Por William Saliba
Existe uma diferença enorme entre fazer humor e perder completamente a noção da humanidade. E foi exatamente isso que muita gente enxergou na charge publicada ontem (9) pela Folha de S.Paulo sobre a morte da jovem magistrada gaúcha Mariana Francisco Ferreira.
A morte de uma mulher nunca deveria virar motivo de deboche. Ainda mais quando essa morte acontece em meio a uma tentativa dolorosa, difícil e profundamente humana de realizar o sonho da maternidade. Mas, infelizmente, em tempos de radicalização e militância travestida de “humor inteligente”, parece que parte da sociedade perdeu a capacidade mais básica de sentir empatia.
A charge assinada por Marília Marz não provocou indignação apenas por ser ácida. O problema maior foi transformar uma tragédia pessoal em sarcasmo ideológico. A frase publicada não atingiu somente uma magistrada falecida. Ela atingiu milhares de mulheres brasileiras que enfrentam diariamente a dura escolha entre construir uma carreira sólida ou constituir uma família.
E aqui é preciso dizer uma verdade que muitos preferem ignorar: o mercado de trabalho ainda pune silenciosamente a maternidade. Isso se torna ainda mais cruel em profissões extremamente exigentes, como o Direito, a magistratura, o Ministério Público, a advocacia ou a vida acadêmica. São anos de estudos, concursos difíceis, jornadas pesadas, transferências de cidade e pressão psicológica constante.
Enquanto muitos homens conseguem construir suas carreiras sem que a paternidade seja tratada como obstáculo, as mulheres quase sempre carregam esse peso sozinhas. O relógio biológico não espera. E quando elas recorrem à fertilização in vitro, não estão buscando luxo ou vaidade. Estão apenas tentando recuperar um tempo que lhes foi consumido pelas exigências da própria sociedade.
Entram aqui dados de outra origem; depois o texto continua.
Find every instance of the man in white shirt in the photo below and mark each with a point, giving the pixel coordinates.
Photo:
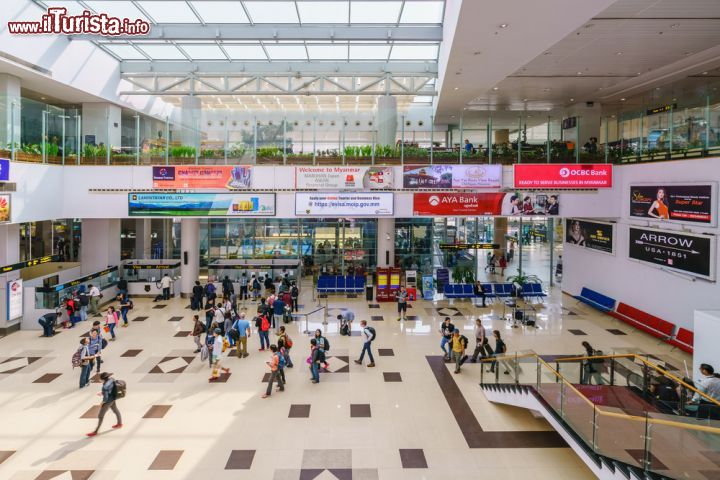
(165, 283)
(94, 299)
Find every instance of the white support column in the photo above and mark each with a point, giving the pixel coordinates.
(9, 110)
(189, 254)
(100, 247)
(143, 238)
(386, 242)
(386, 120)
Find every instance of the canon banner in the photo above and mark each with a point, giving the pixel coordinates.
(679, 203)
(591, 235)
(568, 175)
(682, 252)
(379, 204)
(452, 176)
(344, 177)
(476, 204)
(201, 204)
(215, 177)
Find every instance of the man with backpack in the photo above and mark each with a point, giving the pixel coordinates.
(276, 373)
(368, 334)
(111, 390)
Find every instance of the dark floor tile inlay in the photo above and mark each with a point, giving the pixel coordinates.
(299, 411)
(157, 411)
(413, 458)
(360, 410)
(470, 427)
(47, 378)
(166, 460)
(240, 460)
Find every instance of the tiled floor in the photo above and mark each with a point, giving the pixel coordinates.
(407, 418)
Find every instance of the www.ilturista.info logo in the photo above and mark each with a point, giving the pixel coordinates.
(57, 22)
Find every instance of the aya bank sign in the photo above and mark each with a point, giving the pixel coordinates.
(571, 175)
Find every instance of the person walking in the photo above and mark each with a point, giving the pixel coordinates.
(446, 331)
(458, 345)
(165, 283)
(314, 360)
(196, 300)
(87, 362)
(94, 299)
(368, 334)
(275, 375)
(285, 344)
(480, 341)
(198, 330)
(109, 393)
(111, 319)
(592, 367)
(242, 281)
(401, 297)
(243, 328)
(345, 320)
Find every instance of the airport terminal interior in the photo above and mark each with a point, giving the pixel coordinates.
(359, 239)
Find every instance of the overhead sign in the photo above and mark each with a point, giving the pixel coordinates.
(14, 299)
(681, 203)
(469, 246)
(663, 109)
(29, 263)
(477, 204)
(343, 178)
(4, 170)
(591, 235)
(5, 212)
(559, 175)
(452, 176)
(230, 177)
(377, 204)
(201, 204)
(681, 252)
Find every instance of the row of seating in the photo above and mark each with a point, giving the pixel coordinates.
(492, 290)
(341, 284)
(636, 318)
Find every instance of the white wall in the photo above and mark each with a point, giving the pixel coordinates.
(669, 296)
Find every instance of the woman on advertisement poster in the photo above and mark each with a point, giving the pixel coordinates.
(659, 209)
(575, 235)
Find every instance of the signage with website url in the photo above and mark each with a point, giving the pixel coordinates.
(29, 263)
(469, 246)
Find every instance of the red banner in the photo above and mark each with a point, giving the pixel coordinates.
(567, 175)
(471, 204)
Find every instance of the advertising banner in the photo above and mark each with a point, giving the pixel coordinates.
(558, 175)
(14, 299)
(476, 204)
(691, 203)
(216, 177)
(452, 176)
(201, 204)
(597, 236)
(379, 204)
(681, 252)
(5, 213)
(343, 177)
(4, 170)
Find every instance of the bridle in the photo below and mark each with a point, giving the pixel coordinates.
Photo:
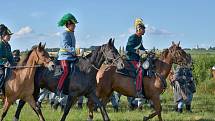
(114, 60)
(107, 59)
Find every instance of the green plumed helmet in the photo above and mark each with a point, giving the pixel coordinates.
(66, 18)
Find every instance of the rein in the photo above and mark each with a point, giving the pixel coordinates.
(13, 67)
(106, 60)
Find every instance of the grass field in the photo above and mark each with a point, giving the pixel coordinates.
(203, 105)
(203, 110)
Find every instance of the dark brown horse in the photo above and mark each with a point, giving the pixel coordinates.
(20, 84)
(82, 81)
(108, 80)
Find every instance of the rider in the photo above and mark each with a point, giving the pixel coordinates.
(67, 48)
(6, 57)
(16, 56)
(134, 47)
(184, 87)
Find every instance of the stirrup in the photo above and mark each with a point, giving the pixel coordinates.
(140, 95)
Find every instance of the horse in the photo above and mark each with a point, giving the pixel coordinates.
(108, 80)
(20, 83)
(81, 81)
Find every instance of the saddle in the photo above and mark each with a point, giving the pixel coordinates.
(5, 75)
(129, 70)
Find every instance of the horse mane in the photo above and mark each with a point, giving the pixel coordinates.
(24, 60)
(164, 53)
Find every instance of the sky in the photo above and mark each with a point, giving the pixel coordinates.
(189, 21)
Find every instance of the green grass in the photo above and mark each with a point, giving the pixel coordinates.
(203, 110)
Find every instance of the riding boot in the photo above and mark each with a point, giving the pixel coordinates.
(180, 110)
(188, 108)
(140, 94)
(176, 108)
(80, 106)
(1, 92)
(115, 108)
(55, 105)
(39, 104)
(62, 107)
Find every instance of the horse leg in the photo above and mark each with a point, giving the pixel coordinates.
(36, 108)
(70, 101)
(100, 105)
(5, 109)
(157, 107)
(18, 110)
(90, 105)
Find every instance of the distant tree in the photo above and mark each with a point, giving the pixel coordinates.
(120, 50)
(123, 50)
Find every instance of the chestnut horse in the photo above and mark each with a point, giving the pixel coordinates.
(81, 81)
(20, 83)
(108, 80)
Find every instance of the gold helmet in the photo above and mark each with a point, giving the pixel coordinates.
(139, 24)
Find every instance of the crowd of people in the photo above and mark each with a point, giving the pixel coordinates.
(182, 79)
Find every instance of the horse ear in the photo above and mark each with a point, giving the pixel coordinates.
(173, 43)
(44, 45)
(110, 42)
(113, 41)
(40, 46)
(178, 44)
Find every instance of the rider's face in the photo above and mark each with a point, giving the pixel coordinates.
(71, 27)
(6, 38)
(141, 31)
O mais assustador nisso tudo é perceber como parte do debate público passou a tratar a dor humana como espetáculo. Tudo vira munição ideológica. Tudo vira torcida. Tudo vira lacração. E, nesse ambiente tóxico, desaparecem valores básicos como respeito, prudência e compaixão.
A liberdade de expressão é fundamental. A imprensa livre é indispensável numa democracia. O humor político também tem seu papel histórico e social. Mas liberdade jamais significou ausência de responsabilidade. Existe uma linha tênue entre crítica e desumanização. E quando a dor de alguém vira motivo de escárnio público, essa linha já foi ultrapassada há muito tempo.
A filósofa Hannah Arendt alertava sobre a banalização da crueldade nas sociedades modernas. Talvez seja exatamente isso que estamos vivendo: uma era em que o sofrimento alheio deixou de gerar solidariedade e passou a servir apenas como combustível para disputas ideológicas e exibições de superioridade moral nas redes sociais.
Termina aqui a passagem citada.